Подождав, пока дверь за Фролом и Парашкой закрылась, Аленка, малость остыв и сглотнув тошнотворную слюну, поклонилась Петру Данилычу в пояс.
— Прости, батюшка, что я твою лошадь без спроса взяла. Не могла я иначе… А то бы так у нехристей и осталась.
— Так назовешься ты когда-либо али не назовешься?
Аленка громко вздохнула.
— Семью позорить не хочу…
— А придется.
При одной мысли, что Петр Данилыч узнает, что она из царицыных мастериц, и вздумает вернуть ее туда, где появляться было смерти подобно, Аленка зажмурилась от ужаса.
Только ложь могла сейчас спасти ее — и эта ложь была готова к употреблению…

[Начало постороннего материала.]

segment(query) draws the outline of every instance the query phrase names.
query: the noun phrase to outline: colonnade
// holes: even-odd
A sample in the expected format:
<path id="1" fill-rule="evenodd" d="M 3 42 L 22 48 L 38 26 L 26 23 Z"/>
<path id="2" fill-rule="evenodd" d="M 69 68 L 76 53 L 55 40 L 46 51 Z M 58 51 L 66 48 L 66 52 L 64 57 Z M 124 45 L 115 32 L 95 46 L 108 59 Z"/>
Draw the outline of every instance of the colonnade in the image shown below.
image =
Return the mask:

— Я купецкого сына Василия Калашникова вдова, — сказала наконец Аленка, глядя в половицы. — Когда Васенька… Василий Игнатьич мой осенью помер, сразу после Иверской, тетка его, Вонифатия Калашникова вдова, Любовь Иннокентьевна, меня в Успенский монастырь снарядила, что в Александровской слободе. Постриг принять… Я не доехала — у Баловня оказалась… Он возок со всем добром отнял, куда кучер девался — не ведаю, а меня отдал товарищу своему Федьке Мохнатому, и я с ним жила…
— Хороша… — осуждающе заметил Петр Данилыч. — С ним брюхо и нажила?

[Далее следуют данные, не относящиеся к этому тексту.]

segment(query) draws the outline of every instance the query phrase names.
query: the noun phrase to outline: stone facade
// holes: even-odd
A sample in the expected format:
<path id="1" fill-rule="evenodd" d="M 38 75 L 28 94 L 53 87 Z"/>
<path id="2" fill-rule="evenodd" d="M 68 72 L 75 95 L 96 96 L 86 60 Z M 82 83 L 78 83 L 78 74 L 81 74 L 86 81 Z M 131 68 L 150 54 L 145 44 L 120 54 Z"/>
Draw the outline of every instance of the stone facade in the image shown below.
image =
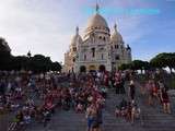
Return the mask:
<path id="1" fill-rule="evenodd" d="M 79 27 L 65 53 L 65 71 L 80 72 L 94 70 L 116 70 L 120 64 L 131 61 L 131 48 L 125 46 L 122 36 L 115 24 L 113 33 L 105 19 L 96 11 L 90 17 L 83 38 Z"/>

— Не могла я сбежать от него, видит бог, не могла! — воскликнула Аленка. — Он же меня на болоте спрятал! Заимка у них на болотном острове, туда только они могут пройти, Баловень с товарищами! Там у них рымы! Дворы то есть… Только они тропку знают! Там Голотуриха живет, бабка Клещатого там живет, Баловниха там живет!.. Жила…
— Вон она где угнездилась! А пока ее искали, сколько баб осрамили! Ну, говори, говори…
В черных глазах Петра Данилыча было живое и искреннее любопытство. Хоть и обратился он без принуждения, однако ослушаться было никак невозможно. Да Аленке и самой хотелось наконец хоть кому-то поведать свои несчастья.
— Да что говорить-то… Сперва я уйти не могла — тропки не знала. Думала — приморозит, грязь схватится — и без тропки уйду. Потом — мясоед кончился, пост… А Федька, леший проклятый, мне только на Пасху шубу привез, в чем в церковь ехать… Без того — только от рыма до рыма добежать…
— Для какой это надобности ему с тобой в церковь ехать?
— Да повенчаться со мной обещал! Втемяшилось ему в дурную голову! Вот он в пост шубу-то и не вез, говорил — незачем! А как пост кончился, венчать стало можно, он привез ту шубу-то…
— Стало быть, это ты из-под венца сбежала?!
И Петр Данилыч неожиданно звонко расхохотался.
Улыбнулась и Аленка.
Тут-то она и не уследила — заметил Петр Данилыч кровь на ее губах.
— Цингу там, на болоте, что ли, нажила? — строго спросил он.
— Да не знаю я, что то за хвороба. Языком не шевельнуть, насилу говорю…
— Так. К батьке моему тебя сведут, он травознай, вылечит. Стало быть, купецкая вдова, а по имени как?
— Аленой кличут.
— В мае, выходит, родилась. Так и не дивись — тебе весь век маяться. Вовремя ты от своего Федьки убежала — санный путь совсем уж плох стал, кабы снег не выпал, еще денька два — и сиди жди, слякоть и грязево пережидай. А теперь, гляди, с неделю продержится. Твое счастье, что знавал я Вонифатия Калашникова и его Любушку. Я ведь и сам купец, только Вонифатий был суконной сотни, а я — черной. Алена Калашниковых, стало быть, а по батюшке?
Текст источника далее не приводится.